• J Palliat Med · Oct 2020

    Factors Associated with Re-Enrollment of Patients from a Specialist Community Palliative Care Service.

    • Ho Ge Kai Eunice GKE HammondCare Palliative and Supportive Care Services, Greenwich Hospital, Sydney, New South Wales, Australia. , Richard Chye, Danny Jang, Patricia Sutton, Sandra Sullivan, and Davinia Seah.
    • HammondCare Palliative and Supportive Care Services, Greenwich Hospital, Sydney, New South Wales, Australia.
    • J Palliat Med. 2020 Oct 1; 23 (10): 1342-1348.

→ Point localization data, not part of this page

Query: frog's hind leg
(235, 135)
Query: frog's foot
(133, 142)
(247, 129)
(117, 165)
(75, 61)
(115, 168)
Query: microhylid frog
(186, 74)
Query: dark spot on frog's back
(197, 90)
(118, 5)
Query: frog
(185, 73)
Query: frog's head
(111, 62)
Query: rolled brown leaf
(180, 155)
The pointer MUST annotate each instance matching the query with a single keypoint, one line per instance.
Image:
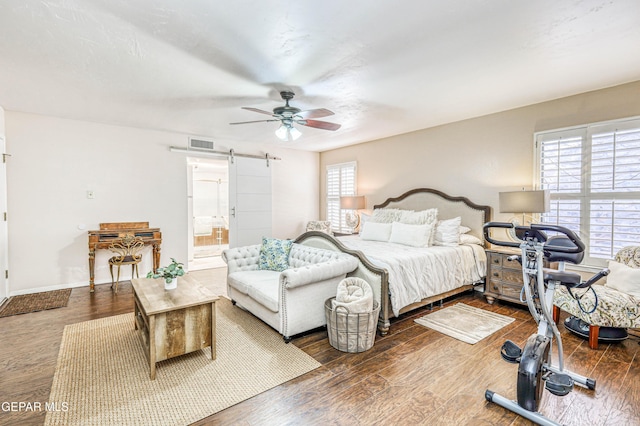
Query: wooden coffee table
(174, 322)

    Abstract Objective: The aim of this study was to describe the patterns of discharge and re-enrollment to a community palliative care service, and to identify factors associated with re-enrollment. Background: Community-based palliative care is a limited resource. The evidence base to guide discharge practices from community palliative care services is limited. Methods: A retrospective audit of the electronic medical records for all patients discharged from the Sacred Heart Community Palliative Care Service (SHCPCS), Sydney, from July 2010 to July 2016 was conducted. Patients were excluded if they were discharged due to death, transferred out of catchment area, declined the service, transferred to another hospital, or were referred inappropriately. Data extracted included sociodemographic variables, living situation, diagnoses, and discharge and re-enrollment details. Using binary logistic regression analysis, predictive factors, including socio-demographic characteristics, diagnosis and length of episode of care, were evaluated. Results: Of the 739 patients who met the inclusion criteria, 42 (5.7%) were re-enrolled to the service. The median length of the initial episode of care was 65 days and the median timeframe between discharge and re-enrollment was 216 days. Patients living in residential care facilities (odds ratio [OR] 3.45; 95% confidence interval [CI] 1.28-9.28; p = 0.01) and those with malignant diagnoses (OR 2.22; 95% CI 1.00-4.93; p = 0.04) had higher rates of re-enrollment. Discussion: The proportion of patients re-enrolled to the service was low. Both patient factors and disease factors were associated with re-enrollment. Future prospective studies evaluating prognostic factors to assist with effective discharge processes and guidelines are warranted.